Propellers look simple. Closer inspection, however, reveals complex form that requires precise design and fabrication. The engineer must balance five forces to produce safe, efficient thrust. The manufacturer then fashions each blade into a small wing whose airfoil shape changes continuously along its entire length. The blade is also twisted to present a changing angle of attack. Designing propellers presents such complex challenges that its amazing they work at all. After he and his brother, Wilbur, designed the first airplane propellers, Orville Wright explained,
“… it is hard to find even a point from which to make a start; for nothing about a propeller, or the medium in which it acts, stands still for a moment. The thrust depends upon the speed and the angle at which the blade strikes the air; the angle at which the blade strikes the air depends on the speed at which the propeller is turning, the speed the machine is traveling forward, and the speed at which the air is slipping backward; the slip of the air backward depends on the thrust exerted by the propeller, and the amount of air acted upon. When any one of these change, it changes all the rest, as they are all interdependent on one another. ” McCullough, David (2015-05-05). The Wright Brothers (Kindle Locations 1315-1321). Simon & Schuster. Kindle Edition.
Level, heading directly west into the sun, I leaned the letter-sized map board against the windscreen to block the glare my helmet visor couldn’t curb.

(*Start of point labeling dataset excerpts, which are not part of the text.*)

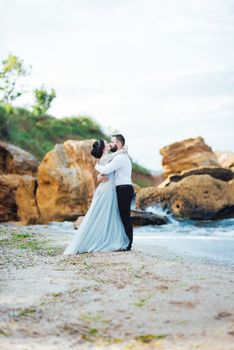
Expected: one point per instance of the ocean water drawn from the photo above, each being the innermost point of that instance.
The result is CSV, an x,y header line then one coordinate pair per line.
x,y
211,241
207,241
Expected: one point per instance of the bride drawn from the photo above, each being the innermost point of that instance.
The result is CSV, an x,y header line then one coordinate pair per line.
x,y
101,229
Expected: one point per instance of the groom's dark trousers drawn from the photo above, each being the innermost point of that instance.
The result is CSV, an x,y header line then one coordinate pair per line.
x,y
125,195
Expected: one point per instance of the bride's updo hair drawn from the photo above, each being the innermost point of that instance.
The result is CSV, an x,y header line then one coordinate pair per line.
x,y
98,148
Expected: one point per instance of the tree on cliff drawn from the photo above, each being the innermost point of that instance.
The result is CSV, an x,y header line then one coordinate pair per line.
x,y
12,69
43,100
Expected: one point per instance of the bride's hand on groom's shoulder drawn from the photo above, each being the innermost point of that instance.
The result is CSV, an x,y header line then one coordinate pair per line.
x,y
102,178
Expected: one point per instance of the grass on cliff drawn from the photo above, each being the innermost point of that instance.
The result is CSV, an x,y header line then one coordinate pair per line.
x,y
38,135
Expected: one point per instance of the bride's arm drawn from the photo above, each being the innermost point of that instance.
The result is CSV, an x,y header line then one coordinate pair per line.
x,y
108,157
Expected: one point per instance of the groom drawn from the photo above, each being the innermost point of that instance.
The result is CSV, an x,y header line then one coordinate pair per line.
x,y
122,167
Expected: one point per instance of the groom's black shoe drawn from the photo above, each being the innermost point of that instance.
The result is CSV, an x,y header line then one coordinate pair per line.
x,y
126,249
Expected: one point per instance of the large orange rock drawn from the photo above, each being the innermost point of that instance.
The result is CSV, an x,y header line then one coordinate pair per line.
x,y
225,159
195,197
66,181
27,209
14,160
187,154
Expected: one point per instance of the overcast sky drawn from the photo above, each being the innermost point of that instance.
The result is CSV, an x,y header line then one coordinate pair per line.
x,y
157,71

Ironic. Clear day. Couldn’t see anything in the direction I flew. None the less, I occasionally slid the stiff rectangle right and left, peering around the edge to hunt for traffic.
And in the glare my mind turned to the prop again. On one hand, Wilbur and Orville’s months long obsession made the difference between success and failure. No prop, no movement. No movement, no flight. No flight, long walks. On the other hand, the propeller’s twisted blades thrashing a mad onrush of spiraling air seemed a lot like life somedays. Everything changes everything else. Nothing’s fixed. Circumstances turn. Relationships twist. Impossible messes tempt me to give up, to hide.

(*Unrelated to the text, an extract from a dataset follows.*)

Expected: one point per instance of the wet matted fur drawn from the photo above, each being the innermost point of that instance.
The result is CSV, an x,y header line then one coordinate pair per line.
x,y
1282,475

Fortunately, Wilbur and Orville didn’t quit. First, they learned that only changing blades could harness changing air. Second, driven almost to exasperation, they finally concluded the only way to fully prove a propellor was to use it on a flying airplane.
And those two genius bicycle makers reminded me how to thrive amidst chaos. First, I couldn’t let myself get stuck in one way of thinking, speaking or doing. Second, my past was set, unchangeable, gone. I possessed only that moment, that flight, that day. My only route to success was to press on towards the goal: hold heading and altitude, land with passengers and aircraft intact, and reach for God’s upward call.
Twenty miles out, I transitioned from wilderness to civilization. I returned the map board to its place between the seats, pressed the mic button and called approach control.